I just told the machine I wanted to log off of the account it was logged into. If the programmers were thinking about the process being done here, when the login window appears, the field for the account name would be highlighted, ready for the user to type their account name into. Then they can tab to the password field. If they really didn't want to log into a different account, they don't need to type a new account name, they just tab to the password field, leaving the account name field filled in with the previously logged in account. In case you wondered, that is the way that a Mac handles logging into different user accounts.

It's a simple thing, but those are the small touches that make a difference the the overall impression the two operating systems leave with you.

Sunday, May 27, 2007

Memorial Weekend

We drove down to Fort Worth yesterday to visit Peggy's sister Mickey, who has been in intensive care at a hospital there for two weeks now, because of a series of problems resulting from a problem with her diabetes. I'm writing this post from the waiting room on the third floor neuro ICU.

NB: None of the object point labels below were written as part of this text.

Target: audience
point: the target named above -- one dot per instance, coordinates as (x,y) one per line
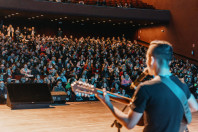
(111,63)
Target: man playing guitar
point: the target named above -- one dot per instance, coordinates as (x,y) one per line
(162,109)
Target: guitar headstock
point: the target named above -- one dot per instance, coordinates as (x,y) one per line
(83,89)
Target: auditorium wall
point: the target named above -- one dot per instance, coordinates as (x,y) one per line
(182,31)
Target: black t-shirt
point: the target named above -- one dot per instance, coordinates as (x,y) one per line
(162,109)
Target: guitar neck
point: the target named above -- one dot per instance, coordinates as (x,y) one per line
(116,97)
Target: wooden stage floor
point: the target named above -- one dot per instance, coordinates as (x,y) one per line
(74,117)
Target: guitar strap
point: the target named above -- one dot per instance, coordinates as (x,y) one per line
(179,93)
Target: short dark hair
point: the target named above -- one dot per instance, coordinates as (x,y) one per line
(161,50)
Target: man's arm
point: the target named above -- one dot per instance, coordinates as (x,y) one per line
(193,103)
(128,120)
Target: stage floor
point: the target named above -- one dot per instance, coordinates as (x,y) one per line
(74,117)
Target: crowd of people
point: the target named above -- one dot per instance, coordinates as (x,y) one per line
(111,63)
(113,3)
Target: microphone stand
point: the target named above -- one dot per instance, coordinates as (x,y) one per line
(133,86)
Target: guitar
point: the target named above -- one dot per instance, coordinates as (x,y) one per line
(86,90)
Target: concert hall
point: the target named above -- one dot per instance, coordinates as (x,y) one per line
(98,66)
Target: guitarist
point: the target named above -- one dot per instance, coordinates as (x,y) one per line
(163,110)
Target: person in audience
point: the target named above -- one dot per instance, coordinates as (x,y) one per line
(59,87)
(38,79)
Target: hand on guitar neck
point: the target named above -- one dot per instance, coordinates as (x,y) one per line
(86,90)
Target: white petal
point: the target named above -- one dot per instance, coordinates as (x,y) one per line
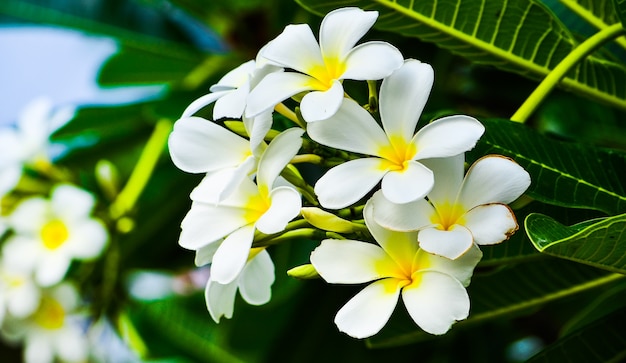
(236,77)
(341,29)
(204,254)
(400,246)
(403,96)
(285,206)
(220,184)
(410,184)
(402,217)
(197,145)
(367,312)
(72,202)
(255,283)
(274,89)
(220,299)
(351,128)
(88,239)
(51,269)
(202,102)
(294,48)
(491,223)
(320,105)
(461,269)
(372,61)
(448,136)
(230,258)
(346,183)
(452,243)
(277,155)
(493,179)
(232,104)
(448,174)
(436,302)
(206,223)
(350,262)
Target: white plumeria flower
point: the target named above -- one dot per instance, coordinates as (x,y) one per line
(229,227)
(49,234)
(254,284)
(395,148)
(19,294)
(321,67)
(54,331)
(28,142)
(461,211)
(432,287)
(231,91)
(197,145)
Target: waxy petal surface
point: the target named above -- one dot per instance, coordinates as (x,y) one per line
(436,302)
(369,310)
(491,223)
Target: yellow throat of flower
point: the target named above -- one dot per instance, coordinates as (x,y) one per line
(54,234)
(50,314)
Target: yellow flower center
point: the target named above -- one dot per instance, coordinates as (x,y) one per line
(54,234)
(50,314)
(325,74)
(398,152)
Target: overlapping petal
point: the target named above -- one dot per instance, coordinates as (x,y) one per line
(198,146)
(451,243)
(351,128)
(230,258)
(369,310)
(256,279)
(346,183)
(491,223)
(448,136)
(412,183)
(341,29)
(436,301)
(350,262)
(413,81)
(493,179)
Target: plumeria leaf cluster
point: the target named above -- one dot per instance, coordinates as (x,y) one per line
(365,180)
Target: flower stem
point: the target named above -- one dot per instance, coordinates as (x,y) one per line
(148,159)
(553,78)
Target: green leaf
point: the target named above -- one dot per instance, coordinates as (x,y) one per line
(620,10)
(516,35)
(600,341)
(507,292)
(597,243)
(562,173)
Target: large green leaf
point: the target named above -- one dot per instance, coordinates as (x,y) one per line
(601,341)
(508,292)
(516,35)
(562,173)
(597,243)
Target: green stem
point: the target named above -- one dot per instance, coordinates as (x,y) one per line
(148,159)
(553,78)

Lyndsey and her boyfriend Jeremiah came down here with us. After we got to the hospital yesterday, we left Peggy and Lyndsey, Jeremiah and I went to get a hotel to stay the night in. After we had done that and eaten some lunch we came back to the hospital.

Peggy was back visiting her sister so Lyndsey and I decided to go on back there. We went back and donned the gowns and gloves they make us wear then went in the room. Mickey seemed a bit out of it when we first got there but after a few minutes she began responding well to Peggy. After we had been back there about ten minutes or so, Lyndsey remarked that she was really tired and said she had gotten up too early. A couple of minutes later Lyndsey suddenly pitched forward and fell face first onto the bed, across Mickey's legs. After the initial shock of seeing Lyndsey collapse, I quick realized she had fainted.

I helped her to her feet and asked her if she was okay. She said yes and nodded her head, even as she slowly sank to the ground. I worked on getting her back up while Peggy got one of the nurses. We got Lyndsey up and sat her down in a chair. The nurse began asking if I wanted to take her down to Emergency and have them take a look at her. I said I thought we could probably go back to the waiting room and sit there for a few minutes and see how she felt. She was still extremely pale but kept saying she was okay. The nurse continued to suggest going down to the emergency room, and then Peggy began to agree with the nurse, so I finally agreed that we could go down there and have them take a look at her.

They got a wheelchair and had an intern accompany her and me down. We got to the emergency room and they put us in triage because the place was packed! By now her color was coming back and she said she really did feel fine now. I thought we should go ahead and have them look at her to ease her mom's mind so we waited.

That turned out to be a mistake. Jeremiah joined us and we slowly worked our way through the emegency room. They ended up putting her on a gurney in the hall and hooking her up to a monitor right there. A young doctor eventually showed up and looked at her then said she was probably just fine, but he wanted to go ahead and run a couple of blood tests. So we waited for someone to come and draw blood, then they hooked her up to an IV and we waited some more.

We left Mickey's room for the emergency room around 4:20 and they finally let her go from Emergency around 7:15. There was nothing wrong with her.

This morning when Lyndsey went back to visit Mickey, Mickey told her she'd better sit down!